Survey Results: Board Portals

Below are the results from our recent survey on board portals:

1. When it comes to board portals, our company:
– Doesn’t have one and isn’t considering using one in the near future – 3%
– Doesn’t have one but is considering whether to use one – 13%
– Adopted one within the past two years – 16%
– Adopted one more than two years ago – 68%

2. For those with board portals, our company:
– Licensed an off-the-shelf portal – 94%
– Built it in-house – 0%
– Hired a service provider to build a custom portal – 6%

3. For those with off-the-shelf board portals, we have:
– Asked whether our vendor has ever had a security breach – 13%
– Investigated our vendor’s security – 70%
– Plan to investigate our vendor’s security in the near future – 10%
– Not worried about our vendor’s security – 7%

Take a moment to participate in our “Quick Survey on ‘What is a Perk?’” and our “Quick Survey on Annual Meeting Conduct.”
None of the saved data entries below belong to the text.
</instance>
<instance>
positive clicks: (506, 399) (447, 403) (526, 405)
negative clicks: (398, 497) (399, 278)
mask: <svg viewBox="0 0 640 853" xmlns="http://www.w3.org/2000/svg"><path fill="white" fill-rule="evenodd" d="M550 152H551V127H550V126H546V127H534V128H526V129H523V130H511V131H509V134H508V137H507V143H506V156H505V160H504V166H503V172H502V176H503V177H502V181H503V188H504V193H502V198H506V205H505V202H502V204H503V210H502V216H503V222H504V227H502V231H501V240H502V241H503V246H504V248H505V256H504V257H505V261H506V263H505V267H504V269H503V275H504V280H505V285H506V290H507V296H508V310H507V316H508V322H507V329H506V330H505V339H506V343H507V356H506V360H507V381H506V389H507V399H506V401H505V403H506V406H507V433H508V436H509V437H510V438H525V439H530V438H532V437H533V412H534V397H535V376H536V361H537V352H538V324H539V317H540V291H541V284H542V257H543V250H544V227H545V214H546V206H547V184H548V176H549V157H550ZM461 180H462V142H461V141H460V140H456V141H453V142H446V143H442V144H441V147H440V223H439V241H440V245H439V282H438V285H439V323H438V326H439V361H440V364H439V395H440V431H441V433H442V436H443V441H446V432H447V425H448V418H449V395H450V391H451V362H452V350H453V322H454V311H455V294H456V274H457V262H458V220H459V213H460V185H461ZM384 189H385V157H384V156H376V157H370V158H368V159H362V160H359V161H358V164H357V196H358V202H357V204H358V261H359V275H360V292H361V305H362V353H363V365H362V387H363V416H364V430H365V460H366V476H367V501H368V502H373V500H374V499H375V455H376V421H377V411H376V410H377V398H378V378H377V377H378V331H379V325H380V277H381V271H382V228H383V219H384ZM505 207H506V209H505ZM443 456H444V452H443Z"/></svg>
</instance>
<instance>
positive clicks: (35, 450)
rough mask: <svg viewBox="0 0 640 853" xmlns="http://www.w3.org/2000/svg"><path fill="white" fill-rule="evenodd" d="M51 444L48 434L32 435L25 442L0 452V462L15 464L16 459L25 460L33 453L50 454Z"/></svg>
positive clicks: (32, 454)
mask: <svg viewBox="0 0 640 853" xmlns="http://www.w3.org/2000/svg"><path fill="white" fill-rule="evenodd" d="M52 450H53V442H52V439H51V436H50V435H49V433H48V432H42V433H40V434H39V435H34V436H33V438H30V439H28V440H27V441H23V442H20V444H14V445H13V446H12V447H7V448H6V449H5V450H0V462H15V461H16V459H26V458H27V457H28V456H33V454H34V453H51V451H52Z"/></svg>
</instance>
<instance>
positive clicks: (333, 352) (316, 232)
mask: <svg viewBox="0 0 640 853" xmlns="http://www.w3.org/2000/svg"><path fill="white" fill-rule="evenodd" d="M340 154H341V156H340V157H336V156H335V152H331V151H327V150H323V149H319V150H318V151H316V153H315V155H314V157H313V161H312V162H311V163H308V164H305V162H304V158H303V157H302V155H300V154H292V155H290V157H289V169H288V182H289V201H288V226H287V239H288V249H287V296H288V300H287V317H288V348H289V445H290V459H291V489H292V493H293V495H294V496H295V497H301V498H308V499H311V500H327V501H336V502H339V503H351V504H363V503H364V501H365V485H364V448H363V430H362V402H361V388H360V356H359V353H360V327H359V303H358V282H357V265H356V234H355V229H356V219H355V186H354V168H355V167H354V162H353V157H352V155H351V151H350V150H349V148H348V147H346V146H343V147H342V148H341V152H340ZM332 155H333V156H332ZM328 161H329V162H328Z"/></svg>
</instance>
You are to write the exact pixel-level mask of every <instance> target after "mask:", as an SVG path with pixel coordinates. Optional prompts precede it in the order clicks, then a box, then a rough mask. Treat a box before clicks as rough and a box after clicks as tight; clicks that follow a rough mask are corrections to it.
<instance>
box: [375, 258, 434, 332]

Reminder: Keep Cautionary Language Up-to-Date

Check out this D&O Diary blog (& this Mintz Levin blog and Reuters article) about a recent decision in Harman International Industries Securities Litigation, in which the US Court of Appeals for the DC Circuit held that – despite cautionary language – the “safe harbor” under the PSLRA for forward-looking statements was not applicable for certain statements. The ruling noted that “safe harbor” protection was not available because the cautionary language was misleading in light of historical facts and was not tailored to the specific forward-looking statements the company made. The Court’s decision serves as an important reminder to keep cautionary language up-to-date. Here’s an excerpt:

The PSLRA safe harbor was designed to facilitate dismissal of challenges to forward-looking statements at the pleadings stage, before any discovery. But as Harman shows, even on a motion to dismiss, courts will take a hard look at the cautionary language and dismiss the complaint only if the cautionary language truly is meaningful. That means eschew boilerplate, be specific, don’t misstate historic facts and, above all, update your language as things change.

See also this blog that looks at the risks of disclosure post-PSLRA. Here’s an excerpt:

What role does public disclosure by a defendant firm play in the outcome of securities fraud class actions? In a recent article we study this question and find when a defendant firm discloses more via press releases and conference calls, it is more likely to experience an adverse outcome in litigation. While the possibility of private legal liability likely improves the quality and integrity of disclosure, it may also make firms reluctant to release information to financial markets. These compelling findings should be of interest to companies and legal practitioners as they evaluate corporate disclosure decisions and policies, as well as to legal scholars and lawmakers by improving our understanding of the relation between disclosure and private litigation.